Assim como o conceito de final de semana, que surgiu da junção do domingo católico com o shabat judeu no começo do século 20, a noção de tecnologia tem uma raiz antiga ("a partir de Sócrates, technē é utilizado para pensar sobre as conexões entre razão, fins e ação"), mas só ganhou espaço nas prateleiras mentais no começo do século 20. Até então, as pessoas não refletiam sobre diferenças culturais como nós, que automaticamente pensamos em tecnologia ao considerarmos as distinções entre a Califórnia e o Afeganistão, Tóquio e San'in (Japão).

Na segunda metade do século passado, discutia-se muito o impacto perceptivo das descrições que fazemos das coisas. Um exemplo muito utilizado pelos que acreditam que este impacto é imenso é o dos esquimós, com suas diferentes palavras para branco. Passadas algumas décadas, o consenso é que a riqueza conceitual de fato aguça a percepção, mas que o efeito tem teto baixo.
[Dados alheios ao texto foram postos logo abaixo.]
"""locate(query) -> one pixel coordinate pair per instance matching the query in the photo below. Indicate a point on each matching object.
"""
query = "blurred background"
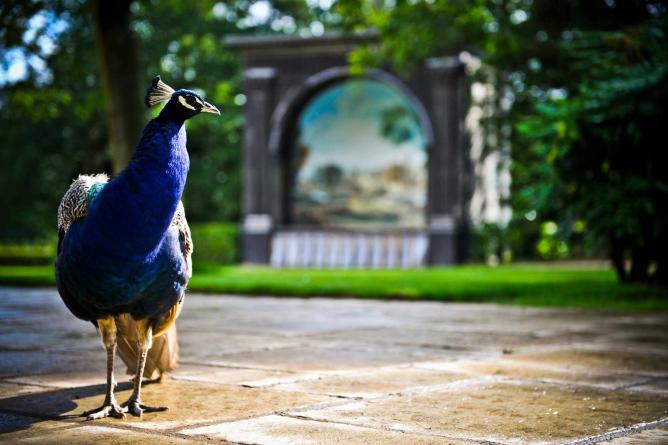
(566, 105)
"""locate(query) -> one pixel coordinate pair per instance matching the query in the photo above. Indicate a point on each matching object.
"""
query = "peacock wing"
(179, 221)
(77, 200)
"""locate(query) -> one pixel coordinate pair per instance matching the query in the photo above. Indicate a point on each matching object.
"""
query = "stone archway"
(282, 75)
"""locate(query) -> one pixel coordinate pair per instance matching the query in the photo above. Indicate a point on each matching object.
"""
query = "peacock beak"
(208, 108)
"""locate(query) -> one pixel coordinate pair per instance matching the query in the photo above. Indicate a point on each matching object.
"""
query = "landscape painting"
(359, 159)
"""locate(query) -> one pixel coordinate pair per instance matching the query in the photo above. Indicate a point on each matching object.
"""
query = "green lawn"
(534, 285)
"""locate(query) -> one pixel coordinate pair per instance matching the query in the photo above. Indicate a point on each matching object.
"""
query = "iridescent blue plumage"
(124, 245)
(124, 256)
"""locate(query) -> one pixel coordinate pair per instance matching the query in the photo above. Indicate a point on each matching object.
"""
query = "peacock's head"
(181, 104)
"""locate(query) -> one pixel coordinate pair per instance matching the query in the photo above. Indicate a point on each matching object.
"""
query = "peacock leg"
(110, 407)
(144, 342)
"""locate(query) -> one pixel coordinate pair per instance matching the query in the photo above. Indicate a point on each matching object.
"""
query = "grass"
(532, 285)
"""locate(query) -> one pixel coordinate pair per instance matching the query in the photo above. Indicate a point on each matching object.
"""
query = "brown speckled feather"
(164, 354)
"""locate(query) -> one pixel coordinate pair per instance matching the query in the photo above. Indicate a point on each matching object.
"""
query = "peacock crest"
(158, 92)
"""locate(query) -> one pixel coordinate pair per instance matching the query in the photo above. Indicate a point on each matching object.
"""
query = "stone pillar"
(257, 191)
(446, 213)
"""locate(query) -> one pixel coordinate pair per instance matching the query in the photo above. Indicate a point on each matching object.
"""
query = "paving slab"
(291, 370)
(298, 359)
(189, 403)
(657, 436)
(501, 411)
(25, 424)
(283, 430)
(371, 384)
(85, 435)
(628, 361)
(606, 378)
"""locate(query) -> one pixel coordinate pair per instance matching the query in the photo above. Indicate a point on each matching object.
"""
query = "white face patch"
(186, 104)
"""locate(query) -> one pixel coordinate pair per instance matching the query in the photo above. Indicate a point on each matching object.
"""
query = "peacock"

Não foi tanto o conceito de tecnologia que mudou nossa maneira de enxergar a realidade, quanto o fato de o mundo estar mesmo se tornando aceleradamente mais tecnológico, desde que o petróleo, a eletricidade e a linha de montagem passaram a dar o tom de nossas vidas e essa palavra passou a significar algo para a maioria.
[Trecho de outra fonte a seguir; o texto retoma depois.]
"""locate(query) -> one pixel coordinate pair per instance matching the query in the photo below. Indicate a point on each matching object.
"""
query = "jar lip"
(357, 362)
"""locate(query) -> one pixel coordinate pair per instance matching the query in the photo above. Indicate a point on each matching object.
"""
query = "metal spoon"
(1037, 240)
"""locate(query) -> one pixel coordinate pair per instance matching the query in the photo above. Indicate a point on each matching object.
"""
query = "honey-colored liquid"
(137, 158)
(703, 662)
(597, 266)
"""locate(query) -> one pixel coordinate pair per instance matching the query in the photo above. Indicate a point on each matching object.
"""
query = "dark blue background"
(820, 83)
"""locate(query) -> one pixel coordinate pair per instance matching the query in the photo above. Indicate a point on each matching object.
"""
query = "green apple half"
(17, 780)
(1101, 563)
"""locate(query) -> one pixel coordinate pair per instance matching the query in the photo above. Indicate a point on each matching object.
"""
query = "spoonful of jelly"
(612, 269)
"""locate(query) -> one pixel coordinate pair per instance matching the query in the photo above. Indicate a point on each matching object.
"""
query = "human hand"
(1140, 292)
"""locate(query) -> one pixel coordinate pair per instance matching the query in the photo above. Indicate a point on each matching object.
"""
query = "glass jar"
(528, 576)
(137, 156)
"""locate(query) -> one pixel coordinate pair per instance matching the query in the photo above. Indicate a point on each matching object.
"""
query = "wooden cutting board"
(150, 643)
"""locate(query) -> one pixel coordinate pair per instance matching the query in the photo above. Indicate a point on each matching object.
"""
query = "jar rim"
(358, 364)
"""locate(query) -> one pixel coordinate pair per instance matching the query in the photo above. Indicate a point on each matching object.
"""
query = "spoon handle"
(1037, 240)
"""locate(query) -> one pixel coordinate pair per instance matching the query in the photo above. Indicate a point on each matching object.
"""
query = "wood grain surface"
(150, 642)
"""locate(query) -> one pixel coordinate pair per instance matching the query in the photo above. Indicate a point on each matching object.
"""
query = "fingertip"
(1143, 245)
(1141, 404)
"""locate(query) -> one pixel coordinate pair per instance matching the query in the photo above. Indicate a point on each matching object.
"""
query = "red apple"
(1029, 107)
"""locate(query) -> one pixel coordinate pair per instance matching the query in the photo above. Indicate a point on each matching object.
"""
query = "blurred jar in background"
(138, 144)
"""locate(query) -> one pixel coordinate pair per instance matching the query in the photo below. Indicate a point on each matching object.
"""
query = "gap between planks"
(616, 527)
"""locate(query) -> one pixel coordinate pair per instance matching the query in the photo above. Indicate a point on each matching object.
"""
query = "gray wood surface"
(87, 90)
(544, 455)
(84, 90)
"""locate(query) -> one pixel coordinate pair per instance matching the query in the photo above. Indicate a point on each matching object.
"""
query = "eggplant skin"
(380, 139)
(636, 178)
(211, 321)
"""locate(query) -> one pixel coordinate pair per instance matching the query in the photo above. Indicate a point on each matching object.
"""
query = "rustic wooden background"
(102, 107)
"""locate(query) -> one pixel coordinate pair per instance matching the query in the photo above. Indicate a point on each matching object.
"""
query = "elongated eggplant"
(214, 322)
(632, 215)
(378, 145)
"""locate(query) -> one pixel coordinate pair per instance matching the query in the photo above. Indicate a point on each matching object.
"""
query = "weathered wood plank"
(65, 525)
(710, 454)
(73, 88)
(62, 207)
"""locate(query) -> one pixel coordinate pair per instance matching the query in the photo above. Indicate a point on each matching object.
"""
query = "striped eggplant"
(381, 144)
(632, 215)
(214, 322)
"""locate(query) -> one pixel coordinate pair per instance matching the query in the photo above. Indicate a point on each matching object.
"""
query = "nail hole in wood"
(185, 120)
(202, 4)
A cada década, a velocidade de surgimento das coisas que julgamos tecnológicas aumenta, formatando subjetividades pelo uso, enquanto determina a relevância das nações na arena internacional pela oferta de bens de alto valor agregado e pelo incremento do seu potencial bélico. A aceleração tecnológica é o efeito agregado da aceleração de processos de transformação da realidade que Kevin Kelly decodificou com maestria.
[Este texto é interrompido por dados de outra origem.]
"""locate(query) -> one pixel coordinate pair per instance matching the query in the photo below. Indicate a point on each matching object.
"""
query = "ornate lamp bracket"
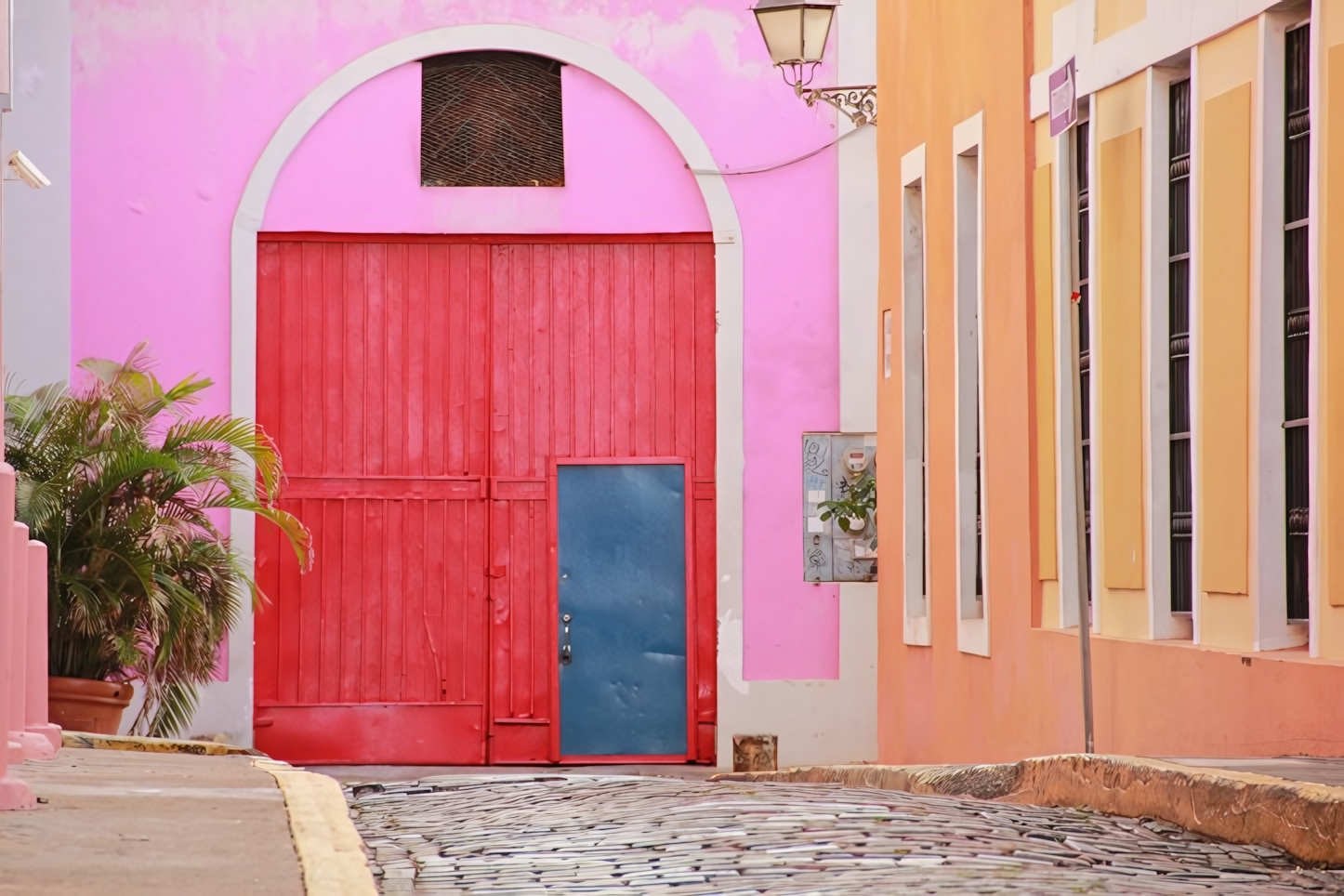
(858, 102)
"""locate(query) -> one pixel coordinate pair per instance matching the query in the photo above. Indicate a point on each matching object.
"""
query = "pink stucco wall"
(174, 101)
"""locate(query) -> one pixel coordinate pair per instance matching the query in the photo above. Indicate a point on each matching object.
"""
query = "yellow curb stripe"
(85, 741)
(331, 853)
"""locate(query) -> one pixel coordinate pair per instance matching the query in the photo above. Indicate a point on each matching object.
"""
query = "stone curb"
(329, 850)
(1301, 818)
(85, 741)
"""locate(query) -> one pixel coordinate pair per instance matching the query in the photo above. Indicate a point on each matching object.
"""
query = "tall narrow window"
(1298, 304)
(1178, 316)
(916, 407)
(969, 443)
(1084, 343)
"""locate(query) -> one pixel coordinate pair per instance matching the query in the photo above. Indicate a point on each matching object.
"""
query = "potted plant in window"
(126, 492)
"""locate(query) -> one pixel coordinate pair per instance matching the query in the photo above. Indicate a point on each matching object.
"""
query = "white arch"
(605, 65)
Conforme Kelly argumenta, a tecnologia está cada vez mais concentrada, encapsulando mais informação e energia por unidade produzida do que nunca e muito menos do que em qualquer cenário futuro modelado consistentemente.

O celular tijolão é uma forma radicalmente específica de arranjar elementos que combinam outros de maneiras ainda mais particulares: a central de processamento (CPU), os circuitos integrados, a tela sensível ao toque, a bateria, o cartão SIM, os protocolos de telefonia, o sistema operacional e assim por diante.

Não existe um único grupo de pessoas no planeta capaz de criar um aparelho desses. Sua complexidade é tamanha que apenas uma rede distribuída de suprimentos pode gerar a informação organizada (peças) necessária para que os raros grupos capazes de montá-los tenham sucesso.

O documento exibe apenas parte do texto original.